Esses esforços até agora foram negados pelo Departamento de Segurança Pública, que está liderando a investigação estadual, e outras agências, incluindo o promotor público local, citando várias isenções investigativas.
Um link para o artigo do jornal de Austin sobre o vídeo apareceu no telefone de Jesus Rizo na tarde de terça-feira. Rizo, que é tio de uma das vítimas, Jacklyn Cazares, da quarta série, começou a clicar no link quando seu telefone tocou: “Faça o que fizer, não olhe para o vídeo”, lembrou outro parente lhe dizendo.
O Sr. Rizo imediatamente tentou avisar outros membros da família. “Foi doloroso pensar que um vídeo estava fora e eles não estavam prontos para isso”, disse ele. “Eu simplesmente não posso acreditar que foi lançado assim”, acrescentou. “Acho que eles precisam ver o vídeo. Mas eles precisavam ser avisados primeiro.”
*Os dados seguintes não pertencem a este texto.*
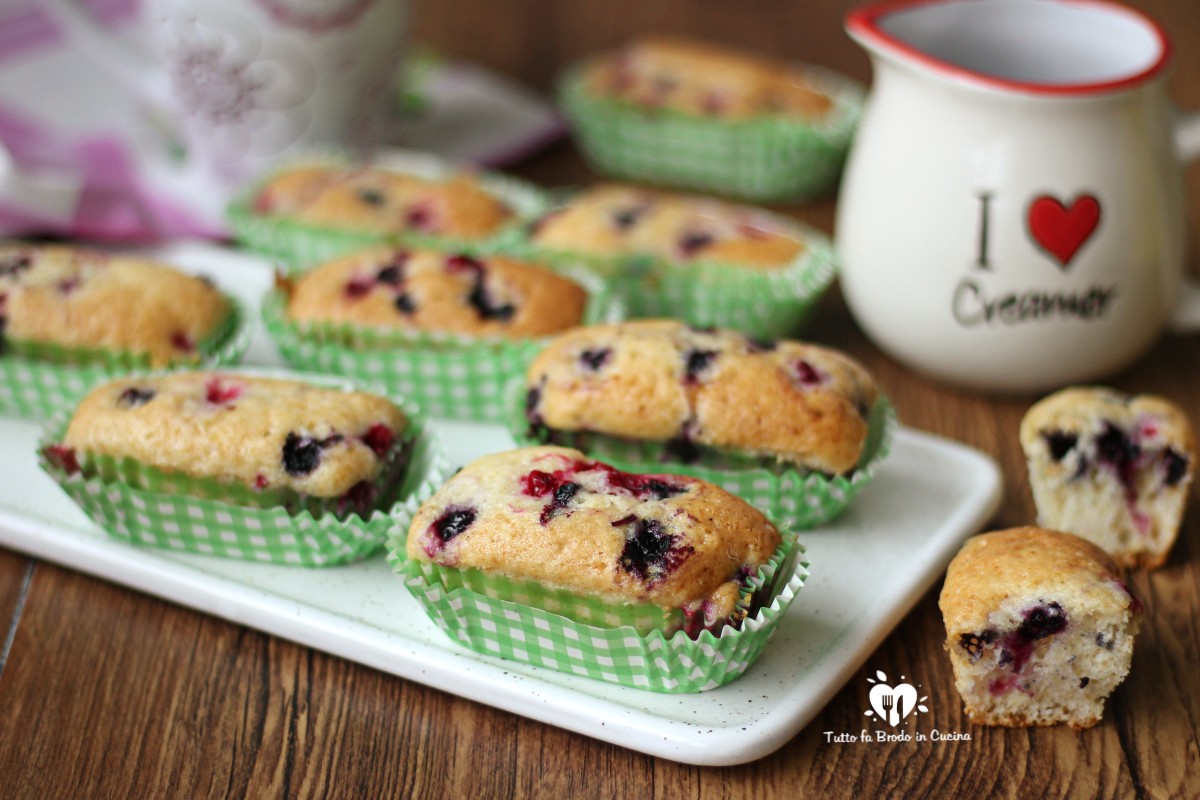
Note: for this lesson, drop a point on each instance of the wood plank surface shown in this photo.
(111, 693)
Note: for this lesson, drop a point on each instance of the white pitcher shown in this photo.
(1012, 211)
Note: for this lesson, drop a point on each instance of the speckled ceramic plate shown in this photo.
(867, 570)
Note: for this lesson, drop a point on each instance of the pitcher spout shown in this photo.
(1036, 47)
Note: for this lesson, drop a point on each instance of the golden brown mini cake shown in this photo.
(1111, 468)
(555, 516)
(258, 432)
(431, 290)
(1038, 626)
(376, 199)
(705, 79)
(73, 298)
(666, 382)
(613, 220)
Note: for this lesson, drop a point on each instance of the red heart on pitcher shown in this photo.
(1062, 230)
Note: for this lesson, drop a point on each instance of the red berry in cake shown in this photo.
(183, 342)
(808, 374)
(217, 391)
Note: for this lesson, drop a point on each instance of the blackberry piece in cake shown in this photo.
(612, 220)
(89, 301)
(430, 290)
(1038, 626)
(553, 516)
(382, 200)
(1111, 468)
(257, 432)
(703, 79)
(701, 388)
Ainda assim, ele disse que estava feliz por ter fornecido alguma clareza em meio às narrativas mutáveis e acusações entre as agências.
Enquanto observava as imagens de policiais correndo para o corredor da escola e depois se retirando, Rizo disse que lutou contra a vontade de gritar: “Por que eles não estão entrando? O que está demorando tanto?”